【朝日新聞】経済気象台:『根が深い「男性目線」』

1月19日朝日新聞朝刊。金融情報面の「経済気象台」のコーナー。なお、「この欄は、第一線で活躍している経済人、学者ら社外執筆者が執筆しています。」という欄で、ペンネームを使ってますので執筆者の本名はわかりません。

この日は「玄」氏の『根が深い「男性目線」』

男女共同参画やダイバーシティー(多様性)といった言葉が定着してきた。昨年施行された女性活躍推進法に基づき、女性管理職比率などの目標を各社が公表する時代に入った。しかし、男性目線の発想や言動が、いまだに様々な所に残っている、と男性の私も感じることがある。
例えば、ビジネスを戦争に例える男性がいる。部下に「骨は拾うから思い切ってやってみろ」と、戦地に送り出すような言い方をする人がいる。衆院解散を巡って「常在戦場」と男性議員が心構えを示す。
だが、今や女性の議員や管理職が珍しくない時代。戦争を知らない世代の男性が軍人のような表現をいまだに使うことに、違和感を覚える女性も多いのではないだろうか。
ビジネスの世界では、ストラテジー(戦略)、リクルート(新兵)、ロジスティックス(兵站)など、軍事用語に由来する言葉が浸透しており、根が深い問題かもしれない。
ある財界の会合で、男性経営者が「書類を女の子にでもコピーしてもらってくれないかな」と事務局員に頼むのを聞いたことがある。それに対して、何とも嫌な感じがしたとともに、彼の会社は大丈夫なのか、とさえ思ったものだ。
エレベーターで女性社員が「開」のボタンを押し、まず男性社員が役職や年齢の順に降りる日本独特の光景を見かけることもある。男女雇用機会均等法の施行から30年以上経つのに、そうした旧弊が女性社員の間で引き継がれてしまうのは、どこに原因があるのだろうか。
エレベーターは在庫管理の「後入先出法」にならい後から乗ってくる者が先に降りるのが合理的だ。もちろんレディーファーストもオッケーだ。

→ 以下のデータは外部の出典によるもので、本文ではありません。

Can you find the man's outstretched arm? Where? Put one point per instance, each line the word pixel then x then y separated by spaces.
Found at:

ビジネスの現場で戦争にまつわる言葉が多いから「男性目線」というのは牽強付会に過ぎます。定着した言葉を使うのにいちいち語源を気にしているわけではありません。

例えば、野球の用語で「死球」だの「併殺」だの「盗塁」だの「奪三振」だのとありますが、いちいち生死や泥棒とからめて考えているわけではありません。

エレベーターの乗り降りで役職順に降りるのがマナー、というのは私の会社でも言っています(守ってないけど)。しかし、性別は無関係です。玄氏の見かける光景というのは、たまたまその女性社員の役職が一番下だったからだと思います。馬鹿げた風習だとは思いますが性差別とは違うでしょう。

女性上司が「開」ボタンを押して待ち、新人の男の子が降りるのが先、というルールなのだとしたら性差別ですが、まさかそんなことはないと思います。

なお、エレベーターの乗り降りで「後入先出法」は使えません。後から乗ってきた人は別の階で降りる予定で、元々乗っていた人が降りたい場合もあります。

出口に近い人は降りる人がいるかどうか気を配り、降りる人は出口に近い順に遅滞なく降りるというのが合理的なのです。

玄氏が「レディーファースト」を「オッケー」と考えるのはまったく分かりません。役職順で降りるのが日本の旧弊なら「レディーファースト」は欧米の旧弊に他なりません。